Jakarta (24/02) — Anggota Komisi IV DPR RI Andi Akmal Pasludin, dampak buruk tata niaga produk pangan terutama hortikultura diawali dari proses rekomendasi perizinan impor yang manipulatif. Pengusaha maupun pejabat penerbitan izin mesti ditertibkan, bila perlu KPK turun tangan mengusut tuntas pelaku perusak tatanan kenegaraan kita di sektor hortikultura ini.
“Saya menengarai banyak prosedur yang dilanggar Kementerian Pertanian dalam pemberian rekomendasi impor produk hortikultura (RIPH) untuk komoditas bawang putih ini. Efeknya berantai mulai dari penerbitan hingga mengkormesialisasi lembaran rekomendasi izin ini”, kata Politisi PKS ini.
Menurut data yang dihimpunnya, banyak perusahaan baru yang dapat rekomendasi, tetapi tidak ikut persyaratan mutlak RIPH. Saat rapat dengar pendapat (RDP) Kementan dengan DPR, Dewan mengungkapkan banyak kejanggalan. Dia berharap pengawas hukum seperti KPK menyelidiki ini.
“Jangan sampai jual beli kuota saja. Ini hanya modal selembar persetujuan RIPH itu bisa dijual ke mana-mana. Ini membuat pangan kita enggak terkontrol. Kami ingin yang impor disaring,” kata Andi Akmal kepada wartawan.

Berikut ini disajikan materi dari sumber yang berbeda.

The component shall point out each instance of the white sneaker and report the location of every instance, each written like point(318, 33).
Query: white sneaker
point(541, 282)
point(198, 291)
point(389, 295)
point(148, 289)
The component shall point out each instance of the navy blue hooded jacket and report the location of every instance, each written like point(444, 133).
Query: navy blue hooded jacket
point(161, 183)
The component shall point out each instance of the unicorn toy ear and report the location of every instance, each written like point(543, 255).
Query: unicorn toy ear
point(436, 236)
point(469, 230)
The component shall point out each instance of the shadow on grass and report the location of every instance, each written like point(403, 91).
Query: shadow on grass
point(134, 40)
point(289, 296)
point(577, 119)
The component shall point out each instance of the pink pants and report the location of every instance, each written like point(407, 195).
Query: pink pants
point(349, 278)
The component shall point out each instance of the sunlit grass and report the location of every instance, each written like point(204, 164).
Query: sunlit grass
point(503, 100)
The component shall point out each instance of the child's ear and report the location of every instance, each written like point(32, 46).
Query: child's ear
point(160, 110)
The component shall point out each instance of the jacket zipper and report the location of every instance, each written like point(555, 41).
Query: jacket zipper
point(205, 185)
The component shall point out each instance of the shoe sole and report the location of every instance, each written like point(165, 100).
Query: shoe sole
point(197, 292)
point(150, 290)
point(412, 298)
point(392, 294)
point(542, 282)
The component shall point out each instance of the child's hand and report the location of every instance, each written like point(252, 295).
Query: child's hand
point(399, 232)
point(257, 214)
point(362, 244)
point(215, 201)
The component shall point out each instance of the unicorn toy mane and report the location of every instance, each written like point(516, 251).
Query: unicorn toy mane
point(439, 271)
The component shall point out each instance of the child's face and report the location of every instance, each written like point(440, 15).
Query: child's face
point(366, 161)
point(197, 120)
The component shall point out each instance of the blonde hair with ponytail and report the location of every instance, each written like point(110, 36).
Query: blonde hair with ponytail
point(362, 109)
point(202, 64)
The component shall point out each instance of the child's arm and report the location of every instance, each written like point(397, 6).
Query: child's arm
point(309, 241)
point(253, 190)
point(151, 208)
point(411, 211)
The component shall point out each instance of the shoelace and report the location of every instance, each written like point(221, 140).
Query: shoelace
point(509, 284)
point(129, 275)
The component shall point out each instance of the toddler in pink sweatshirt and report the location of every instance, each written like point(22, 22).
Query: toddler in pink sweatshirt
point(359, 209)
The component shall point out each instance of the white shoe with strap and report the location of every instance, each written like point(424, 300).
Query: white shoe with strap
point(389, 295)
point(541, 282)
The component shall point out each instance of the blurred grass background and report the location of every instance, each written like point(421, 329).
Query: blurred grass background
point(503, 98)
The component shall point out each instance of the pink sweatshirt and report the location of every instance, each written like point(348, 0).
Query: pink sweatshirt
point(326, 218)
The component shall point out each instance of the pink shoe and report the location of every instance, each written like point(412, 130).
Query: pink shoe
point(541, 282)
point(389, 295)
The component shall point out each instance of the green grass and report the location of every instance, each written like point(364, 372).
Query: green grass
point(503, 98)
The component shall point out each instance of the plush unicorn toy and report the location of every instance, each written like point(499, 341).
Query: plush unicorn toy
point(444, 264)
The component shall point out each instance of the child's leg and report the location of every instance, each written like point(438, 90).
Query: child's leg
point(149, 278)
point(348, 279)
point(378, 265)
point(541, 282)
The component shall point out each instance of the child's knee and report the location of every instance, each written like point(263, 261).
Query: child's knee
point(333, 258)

Legislator asal Sulawesi Selatan II ini menyayangkan, saat ini pemerintah berkecenderungan pada satu perusahaan importir saja ketika mengeluarkan rekomendasi Impor produk hortikultura. Akibatnya, lanjut dia, selain menimbulkan kecemburuan dari pelaku usaha yang sama, juga menimbulkan kecurigaan. Dampak lainnya adalah adanya jual beli kuota di lapangan.
Salah satu kejanggalannya, tambah Akmal, ada satu perusahaan yang mengantongi izin impor lebih dari 11 ribu ton bawang putih. Sedangkan perusahaan-perusahaan lain, tidak sampai 500 ton.
“Ada ketimpangan berlebihan pada pemegang RIPH untuk komoditas bawang putih. Jadi kalo sekarang ketika ada masalah sedikit saja, harga komoditas sangat sensitif terhadap harga. Bukti nyatanya, kenaikan harga bawang putih yang naik hingga tiga kali lipat”, urai Akmal.
Akmal mengatakan, meskipun pemerintah saat ini perlu melakukan pemeriksaan mendalam terhadap pengajuan SPI (Surat Perizinan Impor), namun pemeriksaannya terlalu lambat. Sebagai gambaran yang terjadi saat ini, ada sekitar 100 perusahaan yang mengajukan RIPH, namun baru 13 saja yang sudah keluar rekomendasinya. Bahkan kementerian perdaganganpun sudah mengakui, bahwa saat ini baru 62.000 ton bawang putih yang lolos pengajuan Surat Perizinan Impor (SPI) dari kuota 103.000 ton yang diberikan Kementan.
“Saya meminta, pemerintah sesuai prosedur saja ketika memberikan RIPH apapun komoditasnya. Kita tidak mengetahui dampak besar yang menunggu bila pejabat bermain-main untuk sebuah regulasi. Ujung-ujungnya, masyarakat yang mendapat getah paitnya”, tutup Andi Akmal Pasluddin.